To have or harbor insecurity is such an odd thing. It means you feel a lack of safety from someone or something; a nakedness only visible to yourself. When B and I first started dating, I gave off the impression that I was this confident, strong-willed girl who figured she was giving a guy a chance after three years of singledom. The tables turned when, one day, I tried to break up with B. We were only a few weeks in, but I hit fight or flight … and I chose trying to fly the coop. What happened in return astonished and humbled me: B wouldn’t let me leave. (For anyone that attended our wedding, you know that because my Matron of Honor told that little story in her speech. Too good.)
What neither B nor I were ready for was the floodgate of insecurity. By breaching the walls in his You Shalt Not Pass, he put himself into the storm of what I like to term “my mess.” My mess had been in therapy for over two years by the time B came around. I ultimately started going to therapy because I knew the depths of my insecurity. I also knew I wanted out of those depths in order to pursue a healthy, meaningful relationship. I remember telling my therapist, “I’m in a relationship now, so, um, I might be back more often now. OK?” I had an inkling of what was going to come up.
I lived into this belief that something was inherently wrong with me.
Because of that, I had spent so many years before B believing in some fulfillment could suppress the insecurities. Whether it was boys, over-commitment of volunteering (my two wing, the need to be needed being met), or pretending to be some hard-nosed, don’t-need-a-guy girl.
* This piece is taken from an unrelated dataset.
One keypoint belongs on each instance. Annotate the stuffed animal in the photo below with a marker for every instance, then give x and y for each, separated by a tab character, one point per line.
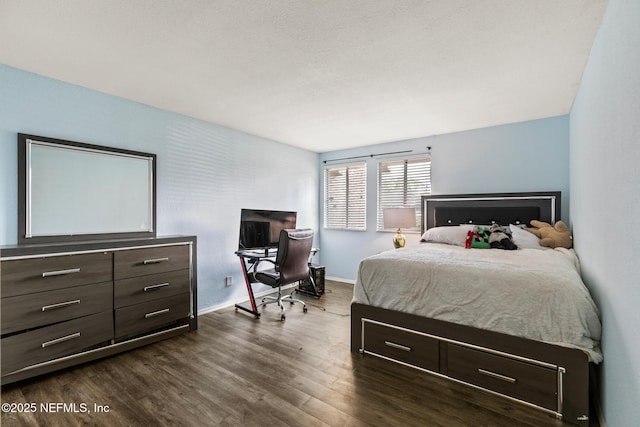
558	236
500	238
It’s so much easier to play those roles than to actually do any work.
Fast-forward one whole year after You Shalt Not Pass: I’ve attended Co-Dependents Anonymous (foregoing anonymity here), read countless books on childhood trauma, and cried a small pond of tears. Turns out I spent a lot of time tidying up my inner-self but forgot to vacuum. But to my surprise, I still had B by my side. He is by no means perfect and will gladly admit to that. However, what he encountered along his dating travels was a broken person. A broken person who had done her discovery work, but had not taken the wheels of her work on the road.
It’s not to say that B silently rode alongside me. No, we fought and there were times of questioning whether or not we could really make it. It’s also not to say that my insecurities were the ruling reason why we would fight either. (To be clear: we all have our own mess that should and needs to be owned.) Through that first year, though, I started to find freedom from insecurity by vulnerably acknowledging it. A lot of that had to do with the fact that I had someone by my side to see me through it, to push me into the hands of God and friends, and to let me know when boundaries were crossed.
All this to say: girls (and even guys) – our insecurities are real; at times, overwhelming. We carry pockets of what has felt lacking, but another person will not – cannot! – fill these pockets. What they can do, though, is stand beside you as your growth edges are refined. It takes a special person to do this. Someone who is willing to acknowledge your past, present, but also your future. It takes someone to know who you truly are. It takes someone who can look into your history and say, “You had, like, three dads along the way … I could see where trust would be a foreign concept.”
Friends, for me, it was an intense metamorphosis.
I’m thankful B turned out to be the person I could entrust my whole self with. I no longer have to hide or be ashamed with such “silly” feelings. I can honestly say that I am more willing to own and be curious about my insecure feelings. Please let this be an encouragement and reminder that it is possible to climb up from the depths of insecurity and false senses of self. Lean into your friends for advice, accountability and vulnerability. Trust me, those who live with you or know you well enough know your growth edges. My old roommate and Matron of Honor, Allie, saw me through a lot of it. Having a significant other who stands by you, rooting you on, is a bonus, but not a guarantee.
Lastly, per the advice of my wise therapist: when and if you’re in the midst of the grips of insecurity, “be curious, not condemning [of yourself].”
There is no need to pretend anymore.